Monday, December 31, 2007

A look ahead

After five months in uncertain exile, I am now reestablished in my apartment. Following the drastic renovation the place underwent, I had to deal with many little bits of unfinished business, as well as to acquire basic appliances. This mundane stuff is still going on, but I am beginning to see the way forward to resuming intellectual work.

While absent (mostly) from this blog during the last few months, I was able to put the finishing touches on my most important electronic publication, a contribution to the linguistics and semantics of homosexuality. This may now be accessed at Homolexis.com/glossary.

On this blog I intend to resume my critical pieces on religion. The last, I think, was my response to Christopher Hitchens' hysterical atheist screed. Hitchens is of course, one of several warriors who have sought to preach (the correct term) a "correct' atheism. As a rule, these individuals (Sam Harris is probably the best of them) address only the Abrahamic faiths (Judaism, Christianity, Islam), as if that trio constituted the whole of humanity's engagement in religion. This skewed, Occidental approach leaves such interesting candidates as Buddhism, Hinduism, and Daoism essentially untouched.

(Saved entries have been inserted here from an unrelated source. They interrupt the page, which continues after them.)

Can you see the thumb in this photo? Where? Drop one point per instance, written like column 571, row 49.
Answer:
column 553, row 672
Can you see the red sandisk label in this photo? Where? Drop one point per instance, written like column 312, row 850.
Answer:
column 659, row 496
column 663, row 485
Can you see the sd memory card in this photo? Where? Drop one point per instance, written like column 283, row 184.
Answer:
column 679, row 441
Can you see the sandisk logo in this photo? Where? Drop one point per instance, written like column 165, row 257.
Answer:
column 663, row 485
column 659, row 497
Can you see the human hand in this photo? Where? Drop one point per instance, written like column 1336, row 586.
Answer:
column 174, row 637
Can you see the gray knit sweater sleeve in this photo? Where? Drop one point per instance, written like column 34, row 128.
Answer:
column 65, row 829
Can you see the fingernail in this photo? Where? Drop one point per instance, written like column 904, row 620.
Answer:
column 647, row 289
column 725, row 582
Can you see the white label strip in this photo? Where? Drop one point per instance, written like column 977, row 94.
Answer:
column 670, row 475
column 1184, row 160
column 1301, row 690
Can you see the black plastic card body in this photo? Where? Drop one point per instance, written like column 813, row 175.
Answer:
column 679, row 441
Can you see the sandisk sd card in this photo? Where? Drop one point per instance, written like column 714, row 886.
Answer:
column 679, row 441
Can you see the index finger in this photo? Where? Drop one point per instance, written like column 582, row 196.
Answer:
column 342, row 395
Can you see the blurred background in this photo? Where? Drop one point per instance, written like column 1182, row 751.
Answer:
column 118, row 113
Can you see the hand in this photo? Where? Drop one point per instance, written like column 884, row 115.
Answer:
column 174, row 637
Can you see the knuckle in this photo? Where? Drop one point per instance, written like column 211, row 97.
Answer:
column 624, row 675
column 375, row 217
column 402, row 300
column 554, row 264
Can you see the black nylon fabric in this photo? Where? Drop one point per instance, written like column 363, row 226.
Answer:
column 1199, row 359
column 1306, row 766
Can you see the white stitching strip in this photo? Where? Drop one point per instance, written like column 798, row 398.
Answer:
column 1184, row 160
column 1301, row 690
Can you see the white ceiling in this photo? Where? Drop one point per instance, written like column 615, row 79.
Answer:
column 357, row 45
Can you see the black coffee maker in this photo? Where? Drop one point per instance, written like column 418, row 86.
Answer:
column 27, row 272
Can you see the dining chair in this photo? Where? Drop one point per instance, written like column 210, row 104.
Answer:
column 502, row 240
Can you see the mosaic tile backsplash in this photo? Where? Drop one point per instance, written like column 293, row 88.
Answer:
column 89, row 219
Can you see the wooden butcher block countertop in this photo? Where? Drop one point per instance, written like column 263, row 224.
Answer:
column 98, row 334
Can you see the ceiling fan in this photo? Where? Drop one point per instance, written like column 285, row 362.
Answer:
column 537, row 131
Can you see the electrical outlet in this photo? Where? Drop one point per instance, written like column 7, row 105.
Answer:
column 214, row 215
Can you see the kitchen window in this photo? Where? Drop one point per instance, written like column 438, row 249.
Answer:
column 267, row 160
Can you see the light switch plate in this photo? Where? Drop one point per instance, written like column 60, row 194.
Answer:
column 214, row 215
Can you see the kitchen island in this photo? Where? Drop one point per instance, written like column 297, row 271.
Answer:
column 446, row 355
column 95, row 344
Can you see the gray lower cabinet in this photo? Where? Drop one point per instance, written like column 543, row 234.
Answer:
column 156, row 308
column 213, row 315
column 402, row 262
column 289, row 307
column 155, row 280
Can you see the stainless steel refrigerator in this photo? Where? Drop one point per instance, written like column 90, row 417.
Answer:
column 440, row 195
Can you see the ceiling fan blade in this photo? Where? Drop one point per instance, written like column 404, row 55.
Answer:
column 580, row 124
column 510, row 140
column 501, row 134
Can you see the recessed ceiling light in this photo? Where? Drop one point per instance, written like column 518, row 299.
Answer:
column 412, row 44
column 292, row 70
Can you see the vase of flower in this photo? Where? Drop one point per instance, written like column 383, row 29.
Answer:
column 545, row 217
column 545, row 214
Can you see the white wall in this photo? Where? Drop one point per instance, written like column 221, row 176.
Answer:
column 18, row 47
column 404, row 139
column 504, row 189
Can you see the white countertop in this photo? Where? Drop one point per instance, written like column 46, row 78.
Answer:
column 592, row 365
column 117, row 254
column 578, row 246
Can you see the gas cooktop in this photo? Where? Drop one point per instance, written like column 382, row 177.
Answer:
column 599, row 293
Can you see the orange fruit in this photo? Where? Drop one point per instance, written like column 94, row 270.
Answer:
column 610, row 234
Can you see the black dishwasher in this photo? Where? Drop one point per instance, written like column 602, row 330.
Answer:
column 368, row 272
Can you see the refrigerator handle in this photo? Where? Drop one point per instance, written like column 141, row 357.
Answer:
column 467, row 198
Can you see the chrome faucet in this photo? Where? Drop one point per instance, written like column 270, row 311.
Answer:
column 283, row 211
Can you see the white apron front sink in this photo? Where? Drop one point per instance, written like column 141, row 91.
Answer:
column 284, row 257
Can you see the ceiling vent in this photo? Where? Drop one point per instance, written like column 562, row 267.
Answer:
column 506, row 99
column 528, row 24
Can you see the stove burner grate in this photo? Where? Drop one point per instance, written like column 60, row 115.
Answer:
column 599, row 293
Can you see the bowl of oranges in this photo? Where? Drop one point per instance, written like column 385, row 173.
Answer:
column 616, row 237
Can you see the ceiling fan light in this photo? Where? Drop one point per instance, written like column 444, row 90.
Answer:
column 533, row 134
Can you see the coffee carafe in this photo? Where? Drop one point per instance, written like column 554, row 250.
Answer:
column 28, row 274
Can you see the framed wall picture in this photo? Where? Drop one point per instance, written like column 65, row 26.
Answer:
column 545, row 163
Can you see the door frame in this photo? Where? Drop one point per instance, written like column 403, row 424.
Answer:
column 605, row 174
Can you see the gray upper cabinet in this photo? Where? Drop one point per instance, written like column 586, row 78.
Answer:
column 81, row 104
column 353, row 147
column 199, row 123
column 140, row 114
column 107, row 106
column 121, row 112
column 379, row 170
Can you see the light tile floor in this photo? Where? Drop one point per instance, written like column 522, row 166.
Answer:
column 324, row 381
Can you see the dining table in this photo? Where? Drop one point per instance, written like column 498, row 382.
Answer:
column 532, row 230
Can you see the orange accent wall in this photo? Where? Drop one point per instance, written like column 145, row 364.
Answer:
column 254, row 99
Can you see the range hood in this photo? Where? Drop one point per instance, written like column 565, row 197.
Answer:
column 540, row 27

Also left out is the ongoing task of discovering the true history of the founding documents of these Abrahamic "peoples of the book." In many ways it is not a pretty story, but there is no shirking the task. For a hundred and fifty years, at least, the Higher Criticism has, in effect, cut Christianity down to size. Now we are witnessing increasing and well deserved attention to the neglected "noncanonical" documents including the fifteen or so Gospels not included in most editions of the New Testament. Many Christians, even learned ones, try to wriggle out of these challenges. They should not be let off so lightly. Bart Ehrmann is perhaps the most determined scholar in this field today. I recommend his books heartily.

As Ibn Warraq and others have shown, the application of the principles of the Higher Criticism to Islam is just beginning. The results are potentially devastating--once Muslims can be persuaded to listen, as in due course they must.

The first definitive demonstration of the flensing action of the Higher Criticism was performed with the detection of the four sources of the Pentateuch. In this light, it is curious that modern Judaism with its reverence for Torah (in the strict sense, that same Pentateuch) has, by and large, evaded this challenge. I hope to address the reasons for this evasion presently.